I’m jumping into my 8th NaNoWriMo in November writing a paranormal noir. I love the dark settings and the intensity of some noir scenes. I’ve got some music set aside to help the mood of those pages along. Tokyo Drift of course, but also Apocalyptica: Worlds Collide, Nickleback: Dark Horse, and some Korn.

Since this novel is also going to be set in 1940s Florida, I’ve created some oldies playlists. Songs by Glenn Miller, Dean Martin, Patti Page, Dave Pell, Duke Ellington and other fantastic musicians and performers of the time.

Music is a tool for us just as our favorite writing program or pen and notebook. It can inspire us and the characters we write adding a bit more life to them and their story.

Do you have a favorite playlist or album to write to? Do you tailor a music list just for the novel your writing or make just a general set that will get your muse dancing? 

Friday, October 10, 2014

Old Lady Creeper's Meat Pies

“What do we do now? You told me nothing could go wrong and look what’s happened.” Kurt pushed and
shook the basement doors again. “We’ll just go in and get the ball, he said, nothing will happen, he said, the old lady isn’t even home, he said.”

Pete gave his friend a shove. “Shut up! It’s not my fault the wind blew the doors shut.” He gave the other boy another shove to the side. “Stop acting like a baby, they probably just need a good shot of elbow grease.”

Kurt scoffed, “Yeah, my sister can bench press more than you in weight class.”

Pete gave him an evil eye, then rubbed his hands together and pushed on the cellar doors. When they didn’t give he put his back into it, added a grunt or two for good measure. The doors rattled a bit but didn’t budge.

Pete looked to Kurt panic started to rise in both the boys. “Holy crap, Kurt! We’re gonna die down here!”

Kurt swallowed, then stomped his foot. He wasn’t going to end up in one of Old Lady Creeper’s meat pies. “Shut up, Pete.”

After a few panted breaths of musty basement air, Kurt squinted as he tried to see in the dark. “There’s got to be another way out of here. We never see the old hag leave ‘cept to go to the Piggly Wiggly.”

Pete started to search with him, both boys took a tentative step further into the dark room. He swallowed. “Do you think this is where she stores the bodies? You know… the ones for the pies.”

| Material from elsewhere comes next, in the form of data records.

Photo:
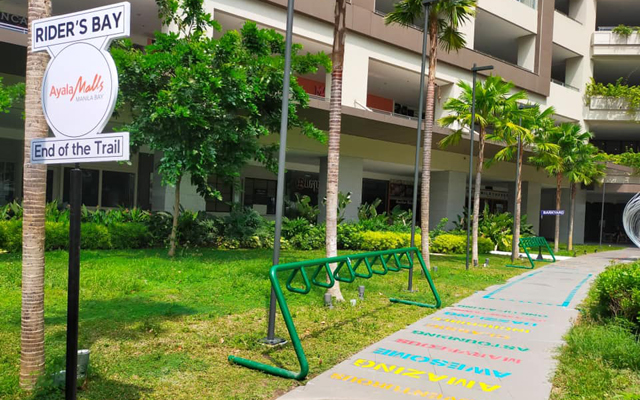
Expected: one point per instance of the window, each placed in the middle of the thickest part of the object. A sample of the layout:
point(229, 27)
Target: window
point(118, 189)
point(7, 182)
point(226, 194)
point(260, 194)
point(90, 186)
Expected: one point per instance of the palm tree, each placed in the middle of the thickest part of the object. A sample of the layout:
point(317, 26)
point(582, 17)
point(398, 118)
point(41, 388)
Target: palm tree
point(34, 197)
point(567, 137)
point(335, 127)
point(588, 166)
point(493, 106)
point(445, 19)
point(531, 121)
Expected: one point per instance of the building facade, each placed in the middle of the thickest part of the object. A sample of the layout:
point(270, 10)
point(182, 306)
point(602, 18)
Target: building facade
point(550, 48)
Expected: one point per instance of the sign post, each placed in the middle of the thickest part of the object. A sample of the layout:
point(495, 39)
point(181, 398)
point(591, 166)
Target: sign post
point(79, 93)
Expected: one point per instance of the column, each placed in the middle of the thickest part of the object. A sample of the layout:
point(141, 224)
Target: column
point(349, 180)
point(527, 52)
point(355, 73)
point(447, 196)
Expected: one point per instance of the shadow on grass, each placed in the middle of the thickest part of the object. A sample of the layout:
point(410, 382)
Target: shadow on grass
point(96, 388)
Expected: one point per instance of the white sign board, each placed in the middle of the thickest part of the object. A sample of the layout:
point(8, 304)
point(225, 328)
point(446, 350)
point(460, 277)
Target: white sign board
point(80, 85)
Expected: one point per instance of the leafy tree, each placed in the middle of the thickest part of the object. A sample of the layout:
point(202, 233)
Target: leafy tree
point(335, 127)
point(206, 102)
point(445, 19)
point(568, 137)
point(494, 108)
point(531, 122)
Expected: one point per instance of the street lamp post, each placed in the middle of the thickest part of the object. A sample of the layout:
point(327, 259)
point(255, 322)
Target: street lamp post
point(416, 173)
point(472, 131)
point(515, 247)
point(271, 338)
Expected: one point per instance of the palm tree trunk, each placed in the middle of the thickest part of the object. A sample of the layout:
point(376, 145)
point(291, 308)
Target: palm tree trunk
point(34, 198)
point(335, 127)
point(571, 216)
point(515, 250)
point(176, 214)
point(476, 197)
point(556, 238)
point(428, 139)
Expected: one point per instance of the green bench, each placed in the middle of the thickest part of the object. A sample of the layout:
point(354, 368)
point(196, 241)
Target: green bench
point(303, 274)
point(529, 243)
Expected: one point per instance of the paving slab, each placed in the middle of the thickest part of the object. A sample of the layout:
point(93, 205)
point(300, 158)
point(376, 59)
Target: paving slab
point(498, 344)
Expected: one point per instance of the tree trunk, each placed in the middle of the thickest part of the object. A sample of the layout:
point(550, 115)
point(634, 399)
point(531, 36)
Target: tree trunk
point(515, 249)
point(34, 198)
point(556, 238)
point(571, 216)
point(176, 215)
point(428, 139)
point(476, 196)
point(335, 127)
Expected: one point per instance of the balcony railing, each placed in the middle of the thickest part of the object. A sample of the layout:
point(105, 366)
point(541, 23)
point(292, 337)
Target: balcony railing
point(557, 82)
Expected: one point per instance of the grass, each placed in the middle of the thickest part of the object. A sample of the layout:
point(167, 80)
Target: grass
point(162, 329)
point(599, 361)
point(582, 249)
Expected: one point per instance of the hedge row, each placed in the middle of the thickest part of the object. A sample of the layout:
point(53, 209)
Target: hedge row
point(130, 235)
point(133, 235)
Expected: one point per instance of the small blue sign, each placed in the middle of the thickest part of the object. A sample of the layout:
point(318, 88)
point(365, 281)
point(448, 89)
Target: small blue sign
point(551, 212)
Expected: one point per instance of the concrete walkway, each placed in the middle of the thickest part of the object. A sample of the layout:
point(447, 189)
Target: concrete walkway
point(497, 344)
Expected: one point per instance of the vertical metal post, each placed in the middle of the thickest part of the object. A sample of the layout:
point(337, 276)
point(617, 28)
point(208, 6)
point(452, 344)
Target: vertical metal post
point(271, 339)
point(472, 131)
point(416, 172)
point(515, 246)
point(604, 185)
point(74, 284)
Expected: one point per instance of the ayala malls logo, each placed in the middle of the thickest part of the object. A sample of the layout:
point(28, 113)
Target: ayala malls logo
point(83, 90)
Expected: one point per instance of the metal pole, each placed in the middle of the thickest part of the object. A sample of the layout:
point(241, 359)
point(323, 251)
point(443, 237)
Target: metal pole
point(515, 246)
point(271, 339)
point(75, 197)
point(416, 172)
point(472, 132)
point(604, 185)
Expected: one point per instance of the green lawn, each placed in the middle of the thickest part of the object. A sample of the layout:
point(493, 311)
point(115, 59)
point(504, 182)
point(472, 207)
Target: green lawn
point(162, 329)
point(582, 249)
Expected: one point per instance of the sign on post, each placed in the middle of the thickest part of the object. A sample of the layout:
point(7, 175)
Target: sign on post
point(80, 85)
point(79, 93)
point(551, 212)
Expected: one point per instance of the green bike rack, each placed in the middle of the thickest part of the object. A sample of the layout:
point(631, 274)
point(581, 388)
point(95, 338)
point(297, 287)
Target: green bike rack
point(346, 271)
point(530, 242)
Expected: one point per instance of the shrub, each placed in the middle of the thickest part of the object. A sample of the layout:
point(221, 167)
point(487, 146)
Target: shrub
point(130, 235)
point(242, 223)
point(57, 235)
point(314, 239)
point(449, 244)
point(11, 235)
point(95, 237)
point(457, 244)
point(616, 294)
point(384, 240)
point(349, 236)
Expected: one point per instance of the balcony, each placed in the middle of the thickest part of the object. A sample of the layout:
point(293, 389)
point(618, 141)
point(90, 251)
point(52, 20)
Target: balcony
point(607, 43)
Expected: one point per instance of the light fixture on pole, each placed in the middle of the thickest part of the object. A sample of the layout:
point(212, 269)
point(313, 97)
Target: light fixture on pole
point(515, 246)
point(271, 338)
point(416, 174)
point(472, 131)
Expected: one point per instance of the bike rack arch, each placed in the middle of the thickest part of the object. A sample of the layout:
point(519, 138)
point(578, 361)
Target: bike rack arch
point(375, 263)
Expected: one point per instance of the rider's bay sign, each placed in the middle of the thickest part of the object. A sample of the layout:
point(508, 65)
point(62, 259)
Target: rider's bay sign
point(80, 86)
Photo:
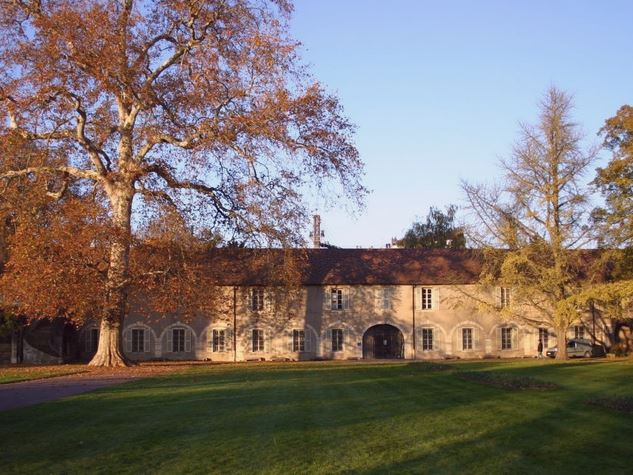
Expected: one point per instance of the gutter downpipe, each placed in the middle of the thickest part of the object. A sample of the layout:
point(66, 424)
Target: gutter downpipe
point(415, 352)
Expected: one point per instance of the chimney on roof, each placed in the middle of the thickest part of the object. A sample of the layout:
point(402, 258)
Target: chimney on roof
point(316, 233)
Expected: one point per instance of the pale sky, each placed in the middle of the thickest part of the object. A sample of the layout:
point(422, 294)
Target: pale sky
point(437, 89)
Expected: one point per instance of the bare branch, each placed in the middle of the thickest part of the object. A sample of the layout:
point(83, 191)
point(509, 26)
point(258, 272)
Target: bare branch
point(72, 171)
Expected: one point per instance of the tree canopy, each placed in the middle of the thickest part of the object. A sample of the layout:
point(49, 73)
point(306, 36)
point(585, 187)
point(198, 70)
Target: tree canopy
point(439, 231)
point(531, 222)
point(202, 109)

Kurt gulped hard and elbowed his pal in the side. “Don’t be stupid, that stuff is just stories to scare kids like us.”

They took a few more steps into the dark, Kurt squinted again and peered into the dark corner. “Hey, it’s the ball.” He ran over and picked it up. “Pete, here’s stairs. We can get out of here before Old Lady Creeper gets home.”

Pete yelped when his hand hit the edge of a worktable. His hands crept along the surface. “Yeah, I’m too young to be a pie.”

He took another few steps, his hands felt along the table for guidance. A box turned over onto his hands and he froze in place. “K..kKurt…. “

Kurt was done with this freaky place, the old lady would be home soon. She’d call his parents, he would get grounded and miss the carnival this weekend. “Come on, stop being a baby.”

He walked over to Pete and grabbed at the items that lay over his friend’s hands. It felt…. No, it couldn’t be…

The sun had started to shift and shine into the tiny filth smudged window. Kurt held up one of the things. He swallowed hard and started to tremble as his gaze fell on a skeletal hand. Kurt dropped the hand as Pete joined him in a high-pitched girly scream.

They ran full steam to the basement doors the force unjammed them. When the double doors flew open, they ran for the closest house, the boys emitted that girly scream all the way.

Mrs. Caraway walked down the stairs taking care with her bad hip. When she reached the bottom, the old dear gave out a long breath of relief. She set her Piggly Wiggly woven market bag by the deep freeze and looked over at the worktable.

There were skeletal remains scattered over the surface. With a deep sigh, she walked over and started to clean up the mess. She dropped a skull into the box on top of a witch’s hat and pumpkin tablecloth. “Damn kids, always getting in here and making a mess of my holiday decorations. Maybe I should start putting more mince pies on the window sill.”